As the first governor elected outside the traditional parties in Santander's history, Aguilar launched a program called Santander en Serio ("Santander in Earnest"). Its stated priorities included improving public security, stabilising public finances, promoting transparency in government, expanding social investment, and developing the department's economy through tourism.

During his term, his administration oversaw the opening of Chicamocha National Park in the Chicamocha Canyon as part of a regional tourism strategy; the recovery of the public hospital network; an 86 percent increase in primary education coverage; the paving of 230 kilometres of roads; the creation of two local economic development agencies; and the recovery of the state-owned liquor enterprise. Other initiatives included promoting regional identity through the institutionalisation of May 13 as the "Day of Santandereanidad" and the introduction of a regional curriculum in schools; establishing Provincial Development Centers as a model of territorial organisation; implementing ISO 9000 and GP1000 quality standards in contracting and financial management; restoring the Neomundo science and technology park in Bucaramanga; modernising financial management; constructing a cocoa processing plant; and completing the Barrancabermeja–Yondó bridge project over the Magdalena River.

His cabinet included Oscar Josué Reyes Cárdenas, Didier Alberto Tavera Amado, Rafael Valero Cetina, Manuel Enrique Niño Gómez (Government); Emilia Lucía Ospina Cadavid (Finance); Ricardo Flórez Rueda and Cristian Rojas Hernández (Health); Bonel Patiño Noreña, Héctor Murillo, Zoraida Celis Carrillo, Clara Isabel Rodríguez Serrano, Milce Idárraga de González (Education); Adolfo Pinilla Plata, Rafael Valero Cetina (Infrastructure); Luis Antonio Mesías Velasco, Luis Emilio Rojas Pabón (Planning); Didier Alberto Tavera Amado, Juan Carlos Sierra Ayala, Guillermo Henrique Gómez Paris, Samuel Prada Cobos, Holger Díaz Hernández (Development); Víctor Hugo Morales Núñez, Iván Darío Porras Gómez (Agriculture and Rural Development); Juana Yolanda Bazán Achury, Gladys Elfidia Ballesteros Miranda (General Secretariat); Gilberto Tirado Pardo, Mary Matilde Quijano Orduz, María Aidé Afanador Moreno (Private Secretariat); and Jorge Céspedes Camacho, Oscar Alfonso Téllez Valenzuela (Legal Affairs).

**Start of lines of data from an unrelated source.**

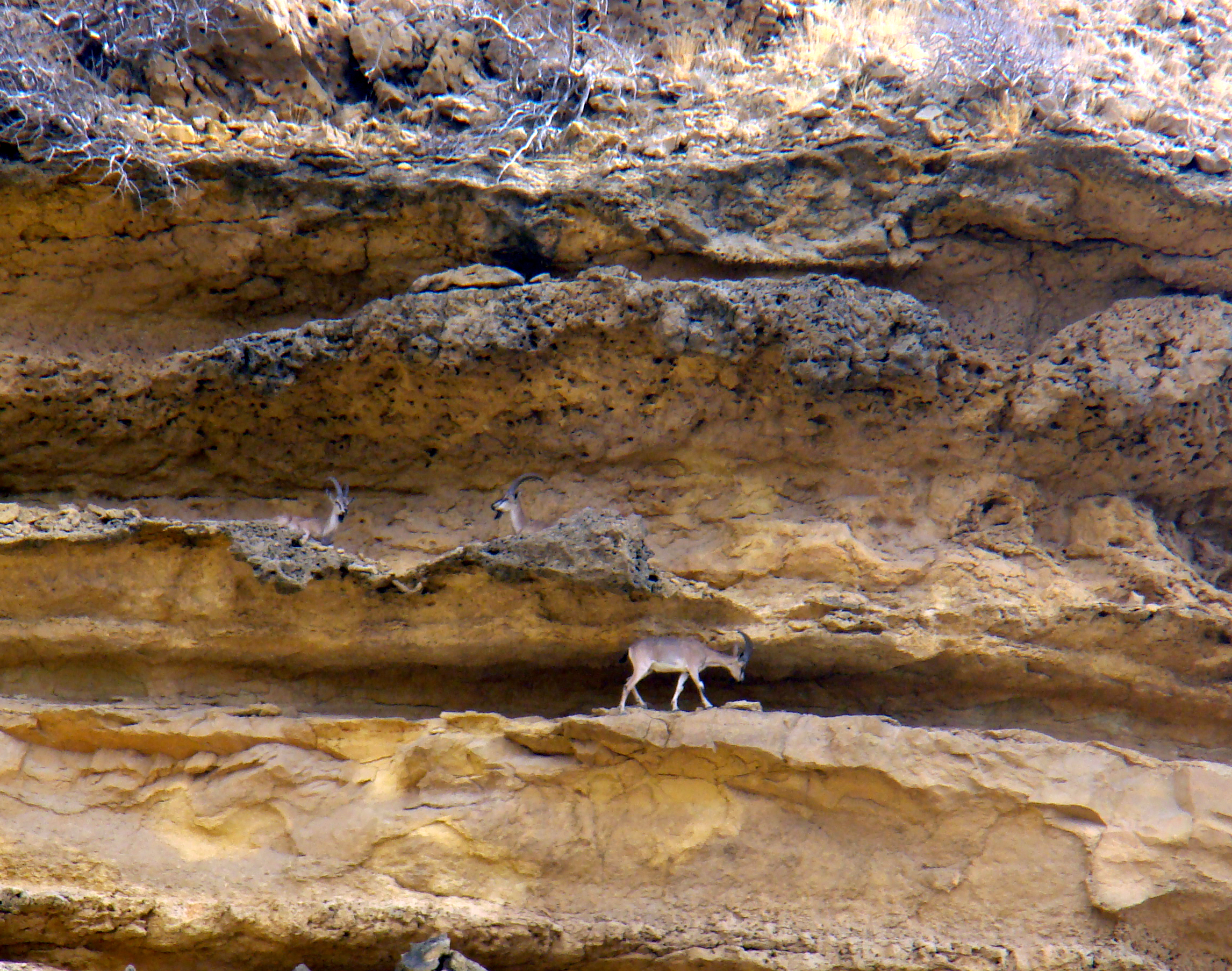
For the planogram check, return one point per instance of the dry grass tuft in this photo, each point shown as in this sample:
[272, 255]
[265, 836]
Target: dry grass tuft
[1007, 117]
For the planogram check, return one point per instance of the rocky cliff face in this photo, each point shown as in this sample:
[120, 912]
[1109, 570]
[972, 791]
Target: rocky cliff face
[944, 432]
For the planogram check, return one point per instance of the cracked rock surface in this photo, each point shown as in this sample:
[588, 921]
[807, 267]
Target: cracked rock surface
[944, 433]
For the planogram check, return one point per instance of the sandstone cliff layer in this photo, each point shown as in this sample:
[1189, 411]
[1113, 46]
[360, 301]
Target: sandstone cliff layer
[944, 433]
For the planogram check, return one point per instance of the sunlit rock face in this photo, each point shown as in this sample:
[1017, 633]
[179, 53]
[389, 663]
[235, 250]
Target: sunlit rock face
[971, 512]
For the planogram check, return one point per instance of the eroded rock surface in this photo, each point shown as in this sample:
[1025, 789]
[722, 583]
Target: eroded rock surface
[736, 838]
[972, 510]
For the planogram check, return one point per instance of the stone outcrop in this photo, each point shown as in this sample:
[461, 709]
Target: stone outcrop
[944, 433]
[743, 839]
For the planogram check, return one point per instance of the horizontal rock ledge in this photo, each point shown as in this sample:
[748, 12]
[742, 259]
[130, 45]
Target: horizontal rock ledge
[265, 839]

===Parapolitics conviction===
On January 31, 2011, at the start of a new gubernatorial campaign, Aguilar was dismissed from office and barred from holding public office for 20 years by the Attorney General's Office, which concluded that he had links to the paramilitary group Autodefensas Unidas de Colombia (AUC). In a parallel criminal investigation, an arrest warrant was issued against him, which was executed in July 2011. During this period, he campaigned in support of his son Richard Aguilar, who was elected governor of Santander in the October 2011 elections.

In 2013, based partly on the testimony of paramilitary commander Salvatore Mancuso, the Supreme Court of Justice sentenced Aguilar to nine years in prison for aggravated conspiracy. He served part of the sentence in San Gil prison and was released on parole after approximately seven years, in March 2015.

==Books==

Aguilar is the author of the book Así maté a Pablo Escobar (This Is How I Killed Pablo Escobar), which was reported to have achieved high sales in Colombia, Peru, Spain, and Germany.

==Popular culture==
- In the television series Pablo Escobar, The Drug Lord, Aguilar is portrayed by actor Mario Ruiz.
- In the television series Tres Caínes, the character Hugo Pallomar, based on Aguilar, is portrayed by Andrés Soleibe.